Road Rage Against the Machine: Humans and LLMs Share a Blame Bias Against Driverless Cars
Chu Y., Liu P., Savulescu J., Earp BD.
Human language reflects our social values, biases, and moral judgments. Large language models (LLMs) trained on extensive human texts may therefore learn or encode such information, allowing them to generate responses within moral and ethical domains. Investigating whether LLMs exhibit human-like (including potentially biased or skewed) moral judgments is therefore crucial. Recent moral psychology research suggests that humans tend to have stronger negative reactions toward, and attribute more blame to, intelligent autonomous machines than to fellow humans for identical harm. Here we examine whether LLMs (OpenAI’s GPT-3.5 and GPT-4) exhibit a similar bias against machines in the specific domain of driverless cars.

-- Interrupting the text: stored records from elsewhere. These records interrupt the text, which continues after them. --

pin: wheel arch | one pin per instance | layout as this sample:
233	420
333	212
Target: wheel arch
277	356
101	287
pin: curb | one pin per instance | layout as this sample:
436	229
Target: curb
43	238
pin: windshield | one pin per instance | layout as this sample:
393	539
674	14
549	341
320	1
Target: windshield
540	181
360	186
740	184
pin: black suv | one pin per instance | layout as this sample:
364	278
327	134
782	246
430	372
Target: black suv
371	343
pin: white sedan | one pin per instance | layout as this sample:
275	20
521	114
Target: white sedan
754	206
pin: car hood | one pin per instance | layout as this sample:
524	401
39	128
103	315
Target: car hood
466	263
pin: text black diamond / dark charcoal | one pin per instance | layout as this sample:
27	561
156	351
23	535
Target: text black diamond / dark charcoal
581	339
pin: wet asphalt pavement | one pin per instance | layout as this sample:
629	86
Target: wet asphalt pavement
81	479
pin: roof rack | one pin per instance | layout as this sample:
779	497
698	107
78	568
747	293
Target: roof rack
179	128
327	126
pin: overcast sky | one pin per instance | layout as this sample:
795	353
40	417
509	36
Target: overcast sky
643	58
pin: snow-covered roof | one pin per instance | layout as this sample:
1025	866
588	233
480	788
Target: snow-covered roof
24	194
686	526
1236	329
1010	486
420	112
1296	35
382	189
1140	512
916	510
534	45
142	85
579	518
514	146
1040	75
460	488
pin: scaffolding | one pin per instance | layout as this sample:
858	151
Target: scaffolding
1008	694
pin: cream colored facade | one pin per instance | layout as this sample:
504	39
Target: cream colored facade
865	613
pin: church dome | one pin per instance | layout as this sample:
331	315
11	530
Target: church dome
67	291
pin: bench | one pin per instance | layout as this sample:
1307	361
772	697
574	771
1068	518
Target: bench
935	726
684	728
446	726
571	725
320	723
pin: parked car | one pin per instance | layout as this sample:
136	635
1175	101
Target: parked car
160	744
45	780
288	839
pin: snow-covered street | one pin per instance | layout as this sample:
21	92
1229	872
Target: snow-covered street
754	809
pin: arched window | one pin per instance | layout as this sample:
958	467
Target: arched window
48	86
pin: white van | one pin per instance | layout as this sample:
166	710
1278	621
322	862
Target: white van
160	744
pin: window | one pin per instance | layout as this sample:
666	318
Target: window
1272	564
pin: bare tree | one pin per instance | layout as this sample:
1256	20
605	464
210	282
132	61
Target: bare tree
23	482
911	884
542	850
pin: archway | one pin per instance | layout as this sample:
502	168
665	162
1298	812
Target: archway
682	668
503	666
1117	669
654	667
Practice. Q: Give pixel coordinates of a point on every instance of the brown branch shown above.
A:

We replicate experiments from two previous studies in the USA and China and find that GPT-4 (but not GPT-3.5), similar to human participants reported previously, consistently rates machine drivers as more blameworthy and causally responsible than human drivers for identical traffic harm (Study 1), while also rating machine versus human drivers’ identical actions as more harmful and morally wrong (preregistered Study 2). This asymmetry in moral judgments is replicated across both LLMs and human participants in a new crash scenario that is unlikely to have been included in the LLMs’ training sets (preregistered Study 3). We discuss whether the blame bias against machines might be morally justified, and also propose that its presence in humans and LLMs could be due to different mechanisms.